Efficient calculation of the angle between two vectors in a 3D space

I need to calculate the angle between two vectors in a 3D space as well as its sine and cosine.

For the moment, I’m using the following approach. Let r1 and r2 be the two 3D vectors.

magr1 = invmagnitude(r1);
magr2 = invmagnitude(r2);

costheta = dot(r1,r2)*(magr1*magr2);

theta = acos(costheta1);
sintheta = sin(theta1);

where the dot function computes

r1.x*r2.x + r1.y*r2.y + r1.z*r2.z;

and invmagnitude calculates

rsqrt(dot(vec, vec));

My question is: is there an approach more efficient than what I’m currently doing?

I understand that the answer may depend on the target precision. Then, how the answer to the above question changes with precision?

Thank you very much in advance.

Learn to use nvprof.

Examine cache hits, branch and warp execution efficiencies, etc.

This way, you can pinpoint any flaws in your particular implementation.

I am quite rusty, but as I recall one can compute the sine and cosine components directly:

cos(theta) = dot(a,b) / |a| * |b|
sin(theta) = |cross(a,b)| / |a| * |b|

Then use atan2() to map back to the full circle.
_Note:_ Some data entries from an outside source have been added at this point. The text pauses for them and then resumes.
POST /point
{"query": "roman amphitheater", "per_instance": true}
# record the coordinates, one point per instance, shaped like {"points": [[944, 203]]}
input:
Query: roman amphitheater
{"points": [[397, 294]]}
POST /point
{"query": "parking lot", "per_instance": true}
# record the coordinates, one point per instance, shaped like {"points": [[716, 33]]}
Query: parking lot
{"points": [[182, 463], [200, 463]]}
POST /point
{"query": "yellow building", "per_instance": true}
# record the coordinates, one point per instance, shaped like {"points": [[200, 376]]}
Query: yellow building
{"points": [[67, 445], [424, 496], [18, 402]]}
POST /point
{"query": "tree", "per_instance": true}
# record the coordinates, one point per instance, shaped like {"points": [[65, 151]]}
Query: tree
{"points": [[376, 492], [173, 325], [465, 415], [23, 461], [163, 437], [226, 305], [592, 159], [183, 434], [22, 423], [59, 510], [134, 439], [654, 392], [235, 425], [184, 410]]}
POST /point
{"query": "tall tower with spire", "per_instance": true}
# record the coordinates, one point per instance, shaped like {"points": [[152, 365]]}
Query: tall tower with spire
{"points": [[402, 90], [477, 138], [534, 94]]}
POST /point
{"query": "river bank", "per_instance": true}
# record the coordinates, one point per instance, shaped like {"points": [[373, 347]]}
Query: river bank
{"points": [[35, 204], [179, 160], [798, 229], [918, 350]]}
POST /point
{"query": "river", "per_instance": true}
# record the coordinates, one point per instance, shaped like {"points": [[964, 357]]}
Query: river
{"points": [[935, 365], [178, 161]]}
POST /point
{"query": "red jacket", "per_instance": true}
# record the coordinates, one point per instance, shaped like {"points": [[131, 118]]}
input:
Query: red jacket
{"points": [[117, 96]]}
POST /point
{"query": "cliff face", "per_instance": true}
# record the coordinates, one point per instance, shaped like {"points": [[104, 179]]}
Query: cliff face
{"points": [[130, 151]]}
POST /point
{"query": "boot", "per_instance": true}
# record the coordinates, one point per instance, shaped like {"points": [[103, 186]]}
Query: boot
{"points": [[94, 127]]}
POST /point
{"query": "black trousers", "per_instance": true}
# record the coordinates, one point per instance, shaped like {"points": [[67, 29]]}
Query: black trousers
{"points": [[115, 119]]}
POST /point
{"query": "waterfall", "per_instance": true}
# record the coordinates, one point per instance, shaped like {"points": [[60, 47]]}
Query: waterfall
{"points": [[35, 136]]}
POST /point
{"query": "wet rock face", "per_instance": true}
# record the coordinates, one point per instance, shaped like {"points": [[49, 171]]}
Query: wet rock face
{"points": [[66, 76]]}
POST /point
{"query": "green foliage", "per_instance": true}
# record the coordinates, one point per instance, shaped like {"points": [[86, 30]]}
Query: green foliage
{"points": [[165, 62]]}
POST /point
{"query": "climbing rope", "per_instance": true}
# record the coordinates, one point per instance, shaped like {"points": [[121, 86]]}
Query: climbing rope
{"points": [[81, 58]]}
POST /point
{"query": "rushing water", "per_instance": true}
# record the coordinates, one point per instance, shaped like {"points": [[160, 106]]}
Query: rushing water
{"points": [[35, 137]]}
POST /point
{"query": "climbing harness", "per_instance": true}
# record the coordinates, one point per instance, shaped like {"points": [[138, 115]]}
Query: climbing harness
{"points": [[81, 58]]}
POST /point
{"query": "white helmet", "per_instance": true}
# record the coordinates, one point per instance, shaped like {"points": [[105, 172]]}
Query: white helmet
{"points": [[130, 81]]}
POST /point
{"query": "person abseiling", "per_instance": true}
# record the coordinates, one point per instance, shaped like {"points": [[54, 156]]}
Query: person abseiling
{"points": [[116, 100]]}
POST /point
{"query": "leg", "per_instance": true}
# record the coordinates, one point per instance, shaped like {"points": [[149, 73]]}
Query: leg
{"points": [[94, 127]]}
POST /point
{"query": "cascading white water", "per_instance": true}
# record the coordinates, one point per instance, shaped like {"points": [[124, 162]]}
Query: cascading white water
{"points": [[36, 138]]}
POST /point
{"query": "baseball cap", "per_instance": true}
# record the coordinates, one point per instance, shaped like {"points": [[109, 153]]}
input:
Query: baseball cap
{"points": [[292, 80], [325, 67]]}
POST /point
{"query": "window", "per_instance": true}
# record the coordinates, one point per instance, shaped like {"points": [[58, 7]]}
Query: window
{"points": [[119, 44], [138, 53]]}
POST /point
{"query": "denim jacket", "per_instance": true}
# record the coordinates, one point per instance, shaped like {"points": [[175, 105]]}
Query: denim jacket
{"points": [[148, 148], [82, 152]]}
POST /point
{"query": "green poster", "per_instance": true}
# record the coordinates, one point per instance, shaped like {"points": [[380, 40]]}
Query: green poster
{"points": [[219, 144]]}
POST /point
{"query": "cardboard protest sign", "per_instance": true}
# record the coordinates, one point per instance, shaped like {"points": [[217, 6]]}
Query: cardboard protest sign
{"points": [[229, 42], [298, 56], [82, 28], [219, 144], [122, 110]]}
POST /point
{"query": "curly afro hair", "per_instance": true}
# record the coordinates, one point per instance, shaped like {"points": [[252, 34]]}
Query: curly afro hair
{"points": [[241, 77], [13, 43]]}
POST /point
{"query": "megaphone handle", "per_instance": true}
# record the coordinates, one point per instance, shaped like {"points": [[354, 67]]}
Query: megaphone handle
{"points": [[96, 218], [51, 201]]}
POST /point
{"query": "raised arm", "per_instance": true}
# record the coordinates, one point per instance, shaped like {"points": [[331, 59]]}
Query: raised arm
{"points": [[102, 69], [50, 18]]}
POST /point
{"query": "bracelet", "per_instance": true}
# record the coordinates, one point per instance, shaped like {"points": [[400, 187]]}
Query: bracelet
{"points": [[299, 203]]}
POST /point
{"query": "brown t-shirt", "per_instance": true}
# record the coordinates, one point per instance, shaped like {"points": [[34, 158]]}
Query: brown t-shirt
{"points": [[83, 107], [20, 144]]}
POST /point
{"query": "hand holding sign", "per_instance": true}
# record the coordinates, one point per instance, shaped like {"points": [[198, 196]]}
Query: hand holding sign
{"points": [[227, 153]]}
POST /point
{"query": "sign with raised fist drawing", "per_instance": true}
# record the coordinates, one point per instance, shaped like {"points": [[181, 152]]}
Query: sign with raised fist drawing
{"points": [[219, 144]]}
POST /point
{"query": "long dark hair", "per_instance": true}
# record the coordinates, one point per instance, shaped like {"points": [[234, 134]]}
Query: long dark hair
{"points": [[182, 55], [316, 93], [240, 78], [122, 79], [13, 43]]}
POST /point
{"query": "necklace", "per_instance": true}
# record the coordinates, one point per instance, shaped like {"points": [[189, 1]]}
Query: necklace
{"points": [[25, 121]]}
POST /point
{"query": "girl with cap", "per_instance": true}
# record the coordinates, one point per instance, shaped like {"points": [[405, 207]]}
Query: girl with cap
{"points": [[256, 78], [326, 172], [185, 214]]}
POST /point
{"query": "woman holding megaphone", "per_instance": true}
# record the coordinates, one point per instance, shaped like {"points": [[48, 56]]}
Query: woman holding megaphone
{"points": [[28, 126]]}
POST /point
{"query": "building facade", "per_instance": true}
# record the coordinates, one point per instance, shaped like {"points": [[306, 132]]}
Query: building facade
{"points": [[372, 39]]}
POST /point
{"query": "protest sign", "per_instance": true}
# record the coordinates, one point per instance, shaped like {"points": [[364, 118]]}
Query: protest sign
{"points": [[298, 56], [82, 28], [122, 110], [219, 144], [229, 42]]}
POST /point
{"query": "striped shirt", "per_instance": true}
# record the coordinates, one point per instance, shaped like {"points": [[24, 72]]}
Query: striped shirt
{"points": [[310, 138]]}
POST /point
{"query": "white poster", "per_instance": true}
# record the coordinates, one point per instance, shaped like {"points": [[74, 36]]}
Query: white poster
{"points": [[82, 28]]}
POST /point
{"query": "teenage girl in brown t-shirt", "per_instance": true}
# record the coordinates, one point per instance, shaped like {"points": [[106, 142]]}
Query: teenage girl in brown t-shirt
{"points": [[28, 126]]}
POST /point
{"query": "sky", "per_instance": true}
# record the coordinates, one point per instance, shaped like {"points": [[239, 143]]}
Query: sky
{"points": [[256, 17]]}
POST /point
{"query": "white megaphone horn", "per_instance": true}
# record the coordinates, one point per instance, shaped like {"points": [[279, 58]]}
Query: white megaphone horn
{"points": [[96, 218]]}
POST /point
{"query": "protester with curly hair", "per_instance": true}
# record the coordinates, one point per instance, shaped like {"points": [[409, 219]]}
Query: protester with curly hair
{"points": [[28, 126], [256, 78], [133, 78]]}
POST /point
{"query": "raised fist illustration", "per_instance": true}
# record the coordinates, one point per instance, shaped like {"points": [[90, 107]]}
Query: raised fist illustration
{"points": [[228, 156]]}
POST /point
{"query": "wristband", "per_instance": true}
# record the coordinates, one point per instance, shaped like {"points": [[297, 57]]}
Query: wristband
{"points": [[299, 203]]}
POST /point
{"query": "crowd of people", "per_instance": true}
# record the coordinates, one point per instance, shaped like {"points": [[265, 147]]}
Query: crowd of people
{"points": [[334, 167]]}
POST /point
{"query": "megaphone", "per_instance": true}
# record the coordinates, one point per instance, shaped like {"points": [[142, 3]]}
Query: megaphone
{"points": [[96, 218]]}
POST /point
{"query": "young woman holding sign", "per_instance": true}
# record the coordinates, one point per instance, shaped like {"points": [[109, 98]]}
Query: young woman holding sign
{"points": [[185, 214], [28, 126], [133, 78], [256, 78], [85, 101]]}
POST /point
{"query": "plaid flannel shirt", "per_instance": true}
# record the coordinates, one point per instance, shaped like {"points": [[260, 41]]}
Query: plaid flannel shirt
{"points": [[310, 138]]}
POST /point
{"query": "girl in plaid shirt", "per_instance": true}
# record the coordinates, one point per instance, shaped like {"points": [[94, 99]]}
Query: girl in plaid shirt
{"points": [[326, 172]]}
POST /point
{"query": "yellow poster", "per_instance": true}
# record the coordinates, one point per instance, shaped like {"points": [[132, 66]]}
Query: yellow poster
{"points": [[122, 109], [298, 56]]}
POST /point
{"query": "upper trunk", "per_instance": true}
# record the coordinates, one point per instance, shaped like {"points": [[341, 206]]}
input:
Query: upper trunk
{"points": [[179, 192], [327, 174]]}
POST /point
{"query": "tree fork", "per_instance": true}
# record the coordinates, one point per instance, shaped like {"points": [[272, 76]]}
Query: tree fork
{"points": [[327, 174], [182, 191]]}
Not sure whether that gives you the smaller or larger of two possible angles, and whether it will be properly signed (if that is required), so additional minor corrections may be necessary.

The magnitude computations would want to use rhypot() is you need robustness, otherwise direct use of rsqrt() will give you the best performance:


Thank you very much njuffa.

rhypot() works with two arguments and I have 3D vectors. To use it in my case I should either

  • calculate the plane containing the two vectors (so reducing the dimensionality of the problem to 2D) and then using rhypot() or
  • using something like
temp = 1/rhypot(y*y+z*z);
result = rhypot(x*x + temp*temp);

Am I right?

Sorry, I wasn’t thinking when I recommended rhypot(). That works great for 2D, but for 3D you need something like rhypot (a, hypot(b, c)) which is robust but could be too slow.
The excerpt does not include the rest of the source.